Thinking about switching my supervisor MCUs to use i2c instead of spi for interfacing to the main CPU.
Rationale: uses two less pins, can be combined with sensors and other system health stuff on 3v3_sb power domain, simpler code with no hard realtime constraints since you can clock stretch if the other side isn't ready, and it doesn't need to be fast at all.
I'm getting increasingly fed up with making SPI peripherals in software because you have unnecessarily tight hard realtime constraints to make the protocol work (if you don't respond within the set time the other side reads garbage).
In gateware you can easily enforce cycle accurate timing and on the host side the timing isn't critical.
SPI plus an extra IO for flow control would work but of course now it's a 5 wire bus competing with 2. So difficult to justify the pin cost in most cases
@azonenberg you could also do it SD/eSPI-style: return all-ones while not ready
@whitequark at least that's not as cursed as eSPI with the weird non-byte-sized fields in some message types...
@azonenberg 2 pins and multidrop is the big one. Otherwise I often go with plain serial. Scales to tens of Mbps, tunnels over everything. Drop RS-485 xcvrs in and you've got 100m differential in industrial environments for less than a dollar.
@AMS This is specifically for on-board management, so range and speed don't really matter.
It's for things like the main CPU querying the temperature of the power supply, or requesting a soft shutdown / warm reboot.

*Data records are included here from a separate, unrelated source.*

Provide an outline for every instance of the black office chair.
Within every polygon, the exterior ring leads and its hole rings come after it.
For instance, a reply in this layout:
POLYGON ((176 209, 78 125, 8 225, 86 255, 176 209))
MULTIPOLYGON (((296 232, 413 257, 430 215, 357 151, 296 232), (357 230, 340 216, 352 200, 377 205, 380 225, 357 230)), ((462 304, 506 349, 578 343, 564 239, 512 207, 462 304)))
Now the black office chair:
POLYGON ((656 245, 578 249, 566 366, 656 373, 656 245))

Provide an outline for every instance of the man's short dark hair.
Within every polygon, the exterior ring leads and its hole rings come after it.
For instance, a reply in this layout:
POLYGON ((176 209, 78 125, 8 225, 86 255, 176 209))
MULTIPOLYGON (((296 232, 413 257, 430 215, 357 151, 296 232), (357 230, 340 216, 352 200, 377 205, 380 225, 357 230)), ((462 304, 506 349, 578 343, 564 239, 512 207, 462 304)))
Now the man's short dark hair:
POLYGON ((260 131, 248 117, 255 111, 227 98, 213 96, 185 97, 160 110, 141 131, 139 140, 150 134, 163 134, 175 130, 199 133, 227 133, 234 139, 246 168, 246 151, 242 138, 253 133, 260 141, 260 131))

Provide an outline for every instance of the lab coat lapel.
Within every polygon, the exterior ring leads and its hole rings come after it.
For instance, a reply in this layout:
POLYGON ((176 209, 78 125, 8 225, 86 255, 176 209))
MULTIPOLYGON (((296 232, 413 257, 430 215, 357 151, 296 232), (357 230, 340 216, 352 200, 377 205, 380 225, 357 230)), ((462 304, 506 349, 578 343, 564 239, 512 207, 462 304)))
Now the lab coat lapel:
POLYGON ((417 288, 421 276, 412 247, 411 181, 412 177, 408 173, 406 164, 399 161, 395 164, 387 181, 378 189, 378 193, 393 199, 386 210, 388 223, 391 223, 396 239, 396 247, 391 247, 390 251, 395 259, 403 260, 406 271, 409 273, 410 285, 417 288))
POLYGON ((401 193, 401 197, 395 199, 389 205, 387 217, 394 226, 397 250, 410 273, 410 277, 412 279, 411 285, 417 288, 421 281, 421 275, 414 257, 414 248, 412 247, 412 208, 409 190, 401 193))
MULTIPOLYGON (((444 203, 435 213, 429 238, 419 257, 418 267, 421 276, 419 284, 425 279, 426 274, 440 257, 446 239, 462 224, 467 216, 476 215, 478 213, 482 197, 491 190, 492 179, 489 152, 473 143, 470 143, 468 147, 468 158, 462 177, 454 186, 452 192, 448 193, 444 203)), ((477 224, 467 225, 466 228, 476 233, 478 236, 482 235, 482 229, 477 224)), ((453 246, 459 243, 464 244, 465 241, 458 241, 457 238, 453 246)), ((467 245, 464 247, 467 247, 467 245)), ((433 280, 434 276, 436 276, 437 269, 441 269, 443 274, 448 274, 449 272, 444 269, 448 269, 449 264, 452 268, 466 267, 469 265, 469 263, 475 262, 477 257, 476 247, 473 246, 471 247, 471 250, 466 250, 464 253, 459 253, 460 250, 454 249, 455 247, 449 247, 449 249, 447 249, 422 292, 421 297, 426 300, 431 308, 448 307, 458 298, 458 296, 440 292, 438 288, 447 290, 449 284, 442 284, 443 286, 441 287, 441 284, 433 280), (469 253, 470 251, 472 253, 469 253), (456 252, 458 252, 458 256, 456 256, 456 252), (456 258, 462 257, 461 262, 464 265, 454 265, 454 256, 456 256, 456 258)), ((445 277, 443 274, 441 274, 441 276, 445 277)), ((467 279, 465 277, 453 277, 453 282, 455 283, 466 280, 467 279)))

@azonenberg Yeah, best to I2C for that. You can hang PMICs, digipots, and eeproms off it too then.
@AMS The STM32L431 in question *is* the PMIC. It's got GPIOs to EN/PGOOD of every regulator in the board, reset of the FPGA and main CPU, and manages all the rail sequencing.
Depending on the complexity of the design it often does things like fan PWM and temp/voltage sensor tracking too.
@AMS @azonenberg I2C has its own issues. I have seen problems where glitches created by I2C isolator/repeater devices have caused chips hanging off the bus to lock up completely.
@StumpyTheMutt @AMS Not a problem in a point to point system.
@azonenberg @AMS point to point as in one device on each I2C bus? That's what we ended up doing to avoid that sort of problem.